Dava, genel kurul kararı iptali istemine ilişkindir.
Mahkememizin .. tarihli celsesi .. ara kararı gereğince, dosyamızda bilirkişi incelemesi yaptırılmasına karar verildiği, bilirkişi heyetinin 08/06/2020 tarihli raporunda özetle;
‘Sayın Mahkemece verilen görevle ilgili olarak dosya içeriği belgeler, tarafların iddia ve savunmaları incelenmiş, varılan sonuç takip eden bölümlerde ayrıntılı bir şekilde belirtilmiştir.
1.Davaya konu talep; İstanbul Deniz Kurtarma Nakliyat ve Danışmanlık Ticaret Limited Şirketi’nin (“Şirket”) 20.11.2017 tarihli Olağanüstü Genel Kurul Toplantısında alınan tüm kararların iptaline; 20.11.2017 tarihli Olağanüstü Genel Kurul Toplantısında ilan edilen ve sonrasında tescil edilen sermaye artırımının yok hükmünde olduğunun tespitine karar verilmesi taleplerinden ibarettir.
2.Sayın Mahkeme’nin görevlendirme kararında; Davalı …’ın Sermaye artırımına ilişkin kendisine düşen kısmın ödenmemiş olup, ancak ödendiğine ilişkin sahte imzalı evraklar düzenlenmiş iddiası ve davacı tarafa düşen sermaye artırımına ilişkin ihtarname çekilmeden sermaye artırımının yapıldığı iddiaları da irdelenerek, 21.03.2019 tarihli celsenin 2 ara kararı da dikkate alınarak 20.11.2017 tarihli genel kurul kararlarının iptali koşullarının oluşup oluşmadığı ve tescil edilen sermaye artırımının yok hükmünde olup olmadığı hususlarının değerlendirilmesi yer almaktadır.
3.Bu hususta öncelikle Sayın Mahkeme’nin görevlendirme kararında belirtildiği 20.11.2017 tarihli genel kurul kararlarının iptali koşullarının oluşup oluşmadığı hususu değerlendirilecektir.
4.Genel kurul kararları ister çok taraflı, ister tek taraflı çok iradeli olarak nitelendirilsin, sonuç olarak bir hukuki işlemdir.
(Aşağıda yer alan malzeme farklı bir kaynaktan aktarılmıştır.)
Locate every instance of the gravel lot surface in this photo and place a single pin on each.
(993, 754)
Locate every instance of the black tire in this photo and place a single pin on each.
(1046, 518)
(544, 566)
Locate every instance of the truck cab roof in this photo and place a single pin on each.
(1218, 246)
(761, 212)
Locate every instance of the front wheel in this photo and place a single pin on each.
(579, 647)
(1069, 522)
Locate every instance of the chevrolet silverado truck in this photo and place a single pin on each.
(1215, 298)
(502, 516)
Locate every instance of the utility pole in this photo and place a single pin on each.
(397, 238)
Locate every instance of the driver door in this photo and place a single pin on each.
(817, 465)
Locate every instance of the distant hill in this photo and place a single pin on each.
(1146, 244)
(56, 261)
Bu niteliği nedeniyle, bir yandan hukuki işlemlerin geçerlilik koşullarını düzenleyen genel hükümlere, diğer yandan da anonim ortaklığın kendi yapısından kaynaklanan özel hükümlere tabidir (Poroy/Tekinalp/Çamoğlu, Ortaklıklar Hukuku C. I, İstanbul 2014, N.722).
5.TTK m. 622 hükmünün yaptığı atıf uyarınca; anonim şirket genel kurul kararlarının butlanına ve iptaline ilişkin hükümleri kıyas yoluyla limited şirketlere de uygulanır.
6.Anonim şirketlerde genel kurul toplantılarına ilişkin iptal hükümleri TTK m. 445 ve devamı maddelerinde düzenlenmiştir.
TTK m. 445 uyarınca; 446’ncı maddede belirtilen kişilerin, kanun veya esas sözleşme hükümlerine ve özellikle dürüstlük kuralına aykırı olan genel kurul kararları aleyhine, karar tarihinden itibaren üç ay içinde, şirket merkezinin bulunduğu yerdeki asliye ticaret mahkemesinde iptal davası açabilecekleri düzenlenmiştir.
7.TTK m.446 hükmü uyarınca; “(1) a) Toplantıda hazır bulunup da karara olumsuz oy veren ve bu muhalefetini tutanağa geçirten, b) Toplantıda hazır bulunsun veya bulunmasın, olumsuz oy kullanmış olsun ya da olmasın; çağrının usulüne göre yapılmadığını, gündemin gereği gibi ilan edilmediğini, genel kurula katılma yetkisi bulunmayan kişilerin veya temsilcilerinin toplantıya katılıp oy kullandıklarını, genel kurula katılmasına ve oy kullanmasına haksız olarak izin verilmediğini ve yukarıda sayılan aykırılıkların genel kurul kararının alınmasında etkili olduğunu ileri süren pay sahipleri, c) Yönetim kurulu, d) Kararların yerine getirilmesi, kişisel sorumluluğuna sebep olacaksa yönetim kurulu üyelerinden her biri, iptal davası açabilir.”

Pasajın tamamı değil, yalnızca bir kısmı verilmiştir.